STED microscopy uses a second laser beam shaped like a donut to shrink the effective spot of light, reaching 20 to 30 nanometers in biological samples. Commercial versions currently achieve about 70 nanometers. PALM and STORM take a different route, switching individual fluorescent molecules on and off one at a time, then pinpointing each one’s location to about 20 nanometers. In three dimensions, STORM achieves 20 to 30 nanometers laterally and 50 to 60 nanometers in depth, while a related technique called iPALM reaches 20 nanometers laterally and 10 nanometers axially.
These super-resolution optical methods still fall about 100 times short of electron microscopes in raw resolution, but they have a critical advantage: they work on living cells. You can watch a protein move in real time, something no electron microscope can do.
What It Takes to Hit Maximum Resolution
Achieving the highest resolution from any electron microscope requires an environment as controlled as the instrument itself.
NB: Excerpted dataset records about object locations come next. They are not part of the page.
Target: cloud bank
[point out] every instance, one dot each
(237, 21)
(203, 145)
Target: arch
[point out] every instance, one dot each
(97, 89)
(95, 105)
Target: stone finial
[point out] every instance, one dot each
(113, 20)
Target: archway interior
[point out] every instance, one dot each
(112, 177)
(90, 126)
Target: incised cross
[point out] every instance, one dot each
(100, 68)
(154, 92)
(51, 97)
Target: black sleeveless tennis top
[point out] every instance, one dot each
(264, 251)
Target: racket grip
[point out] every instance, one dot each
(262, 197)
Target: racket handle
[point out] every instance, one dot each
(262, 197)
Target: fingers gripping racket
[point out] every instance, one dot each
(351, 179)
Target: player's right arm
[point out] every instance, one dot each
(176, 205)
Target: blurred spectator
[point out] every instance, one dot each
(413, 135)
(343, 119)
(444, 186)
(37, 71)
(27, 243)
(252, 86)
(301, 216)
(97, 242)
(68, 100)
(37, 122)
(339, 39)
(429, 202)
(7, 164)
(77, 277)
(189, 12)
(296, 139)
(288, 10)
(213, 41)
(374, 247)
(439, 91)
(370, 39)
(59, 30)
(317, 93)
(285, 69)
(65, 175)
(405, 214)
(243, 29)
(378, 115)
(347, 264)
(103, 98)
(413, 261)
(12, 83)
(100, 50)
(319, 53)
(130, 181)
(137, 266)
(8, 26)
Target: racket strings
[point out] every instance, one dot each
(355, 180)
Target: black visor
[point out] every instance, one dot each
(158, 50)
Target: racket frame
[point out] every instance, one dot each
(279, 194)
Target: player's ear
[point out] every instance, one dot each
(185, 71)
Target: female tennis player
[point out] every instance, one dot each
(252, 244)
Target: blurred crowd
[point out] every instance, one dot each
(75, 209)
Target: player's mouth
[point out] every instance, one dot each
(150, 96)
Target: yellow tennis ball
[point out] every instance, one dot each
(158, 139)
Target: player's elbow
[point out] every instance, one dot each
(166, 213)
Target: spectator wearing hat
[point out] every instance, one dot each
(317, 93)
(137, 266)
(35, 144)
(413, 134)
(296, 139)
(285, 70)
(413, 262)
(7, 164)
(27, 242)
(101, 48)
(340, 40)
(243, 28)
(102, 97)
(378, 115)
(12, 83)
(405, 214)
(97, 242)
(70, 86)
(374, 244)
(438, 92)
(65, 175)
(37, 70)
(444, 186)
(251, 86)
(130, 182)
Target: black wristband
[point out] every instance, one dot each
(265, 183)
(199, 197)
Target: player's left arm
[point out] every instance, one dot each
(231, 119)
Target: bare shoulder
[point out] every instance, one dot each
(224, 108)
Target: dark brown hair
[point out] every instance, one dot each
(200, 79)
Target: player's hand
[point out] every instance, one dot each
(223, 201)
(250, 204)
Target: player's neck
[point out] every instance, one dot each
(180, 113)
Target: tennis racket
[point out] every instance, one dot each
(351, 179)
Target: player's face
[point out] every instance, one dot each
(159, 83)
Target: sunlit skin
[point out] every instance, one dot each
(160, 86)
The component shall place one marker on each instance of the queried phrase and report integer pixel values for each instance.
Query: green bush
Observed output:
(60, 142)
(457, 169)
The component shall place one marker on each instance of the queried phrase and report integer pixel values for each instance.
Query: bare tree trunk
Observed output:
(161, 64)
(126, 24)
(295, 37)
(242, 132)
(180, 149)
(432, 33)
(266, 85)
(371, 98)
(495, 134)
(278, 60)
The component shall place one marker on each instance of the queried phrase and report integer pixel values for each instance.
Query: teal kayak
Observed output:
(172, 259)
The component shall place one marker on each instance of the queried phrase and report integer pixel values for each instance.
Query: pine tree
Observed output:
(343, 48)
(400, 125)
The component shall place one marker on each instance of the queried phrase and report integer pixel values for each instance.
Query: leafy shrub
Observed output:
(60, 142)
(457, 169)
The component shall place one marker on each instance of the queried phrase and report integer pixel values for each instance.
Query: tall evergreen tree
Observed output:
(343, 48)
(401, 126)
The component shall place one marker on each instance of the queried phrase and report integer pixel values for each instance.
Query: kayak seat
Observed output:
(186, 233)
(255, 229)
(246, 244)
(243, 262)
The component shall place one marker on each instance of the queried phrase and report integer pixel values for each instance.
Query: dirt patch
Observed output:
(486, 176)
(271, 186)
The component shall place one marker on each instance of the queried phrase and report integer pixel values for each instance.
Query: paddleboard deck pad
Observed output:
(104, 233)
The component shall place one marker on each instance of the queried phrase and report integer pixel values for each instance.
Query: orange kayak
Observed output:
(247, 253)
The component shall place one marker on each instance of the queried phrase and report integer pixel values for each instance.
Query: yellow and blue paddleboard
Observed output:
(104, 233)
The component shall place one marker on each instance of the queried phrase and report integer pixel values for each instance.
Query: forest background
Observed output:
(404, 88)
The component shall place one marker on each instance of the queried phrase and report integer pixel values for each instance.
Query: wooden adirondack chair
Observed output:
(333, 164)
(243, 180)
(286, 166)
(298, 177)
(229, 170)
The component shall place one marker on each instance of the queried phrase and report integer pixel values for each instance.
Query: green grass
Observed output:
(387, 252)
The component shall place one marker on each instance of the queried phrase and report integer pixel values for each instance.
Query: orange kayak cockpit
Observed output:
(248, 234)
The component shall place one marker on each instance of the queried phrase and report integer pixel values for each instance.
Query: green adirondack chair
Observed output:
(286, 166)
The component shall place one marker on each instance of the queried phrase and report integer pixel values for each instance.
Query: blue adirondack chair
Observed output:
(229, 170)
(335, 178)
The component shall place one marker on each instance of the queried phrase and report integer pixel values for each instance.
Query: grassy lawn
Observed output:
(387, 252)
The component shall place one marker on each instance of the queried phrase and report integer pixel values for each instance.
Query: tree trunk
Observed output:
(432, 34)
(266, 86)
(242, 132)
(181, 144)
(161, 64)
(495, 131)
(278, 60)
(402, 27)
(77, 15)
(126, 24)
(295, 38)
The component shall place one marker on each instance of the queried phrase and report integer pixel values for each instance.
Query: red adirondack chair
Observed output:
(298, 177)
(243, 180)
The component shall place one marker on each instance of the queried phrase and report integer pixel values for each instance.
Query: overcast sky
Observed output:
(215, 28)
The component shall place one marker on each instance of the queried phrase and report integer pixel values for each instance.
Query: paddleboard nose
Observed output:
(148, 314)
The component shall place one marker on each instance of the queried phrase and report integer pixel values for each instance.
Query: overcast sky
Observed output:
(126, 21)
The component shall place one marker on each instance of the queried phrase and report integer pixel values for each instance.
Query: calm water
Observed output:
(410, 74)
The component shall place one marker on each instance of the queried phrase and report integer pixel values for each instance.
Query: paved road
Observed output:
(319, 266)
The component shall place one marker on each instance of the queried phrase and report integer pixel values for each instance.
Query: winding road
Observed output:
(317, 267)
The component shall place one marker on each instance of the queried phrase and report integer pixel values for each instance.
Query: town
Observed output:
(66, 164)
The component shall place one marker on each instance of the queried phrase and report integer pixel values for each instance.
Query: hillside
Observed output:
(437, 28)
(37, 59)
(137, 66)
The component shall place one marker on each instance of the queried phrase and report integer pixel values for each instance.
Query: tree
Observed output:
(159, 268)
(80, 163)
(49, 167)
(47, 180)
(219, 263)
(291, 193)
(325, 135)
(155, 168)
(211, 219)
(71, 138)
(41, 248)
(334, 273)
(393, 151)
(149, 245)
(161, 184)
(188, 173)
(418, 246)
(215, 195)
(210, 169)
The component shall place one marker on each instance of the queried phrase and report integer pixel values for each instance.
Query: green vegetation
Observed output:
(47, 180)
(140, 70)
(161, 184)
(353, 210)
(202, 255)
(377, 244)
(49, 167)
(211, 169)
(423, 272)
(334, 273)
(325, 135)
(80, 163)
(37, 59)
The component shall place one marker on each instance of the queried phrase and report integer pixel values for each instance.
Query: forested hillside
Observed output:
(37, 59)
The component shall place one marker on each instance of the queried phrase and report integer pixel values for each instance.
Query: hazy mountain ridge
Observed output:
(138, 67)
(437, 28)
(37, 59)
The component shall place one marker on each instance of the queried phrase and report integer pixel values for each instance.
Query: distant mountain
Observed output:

Temperature in the room must hold steady at around 20°C with fluctuations no greater than 0.1°C per hour. Floor vibrations need to stay below about 0.25 micrometers per second, which is why top-tier facilities mount their microscopes on massive concrete slabs, some weighing over 200 tons, suspended on pneumatic isolators. Electromagnetic interference from nearby equipment, power lines, or even passing elevators can blur images at the atomic scale.
Facilities like Brookhaven National Laboratory and Oak Ridge National Laboratory use isolation gaps between the microscope’s foundation and the rest of the building, filled with vibration-damping materials. The Max Planck Institute suspends its entire 215-ton concrete foundation on air springs with a resonance frequency below 1 hertz, essentially floating the microscope on a cushion of air. Without these measures, even the most advanced electron optics can’t reach their theoretical limits.
Choosing the Right Microscope for the Job
- Atomic structure of materials: Aberration-corrected TEM or STEM, with resolution down to 50 picometers. Best for metals, semiconductors, and crystalline samples.
- Surface atoms and bonds: STM or AFM, with atomic-level surface resolution and sub-picometer height sensitivity. Limited to surfaces only.
- Protein and virus structures: Cryo-EM, resolving biological molecules to 1.2 angstroms. The standard tool for structural biology and drug design.
- Living cells: Super-resolution optical microscopy (STED, PALM, STORM), reaching 20 to 30 nanometers. The only option that works on live specimens.
The transmission electron microscope wins on pure resolution numbers, but the “best” microscope is whichever one can image your specific sample at the detail you need. A cryo-EM map of a drug target or a super-resolution video of a living cell can be far more valuable than a 50-picometer image of a crystal, depending on the question you’re trying to answer.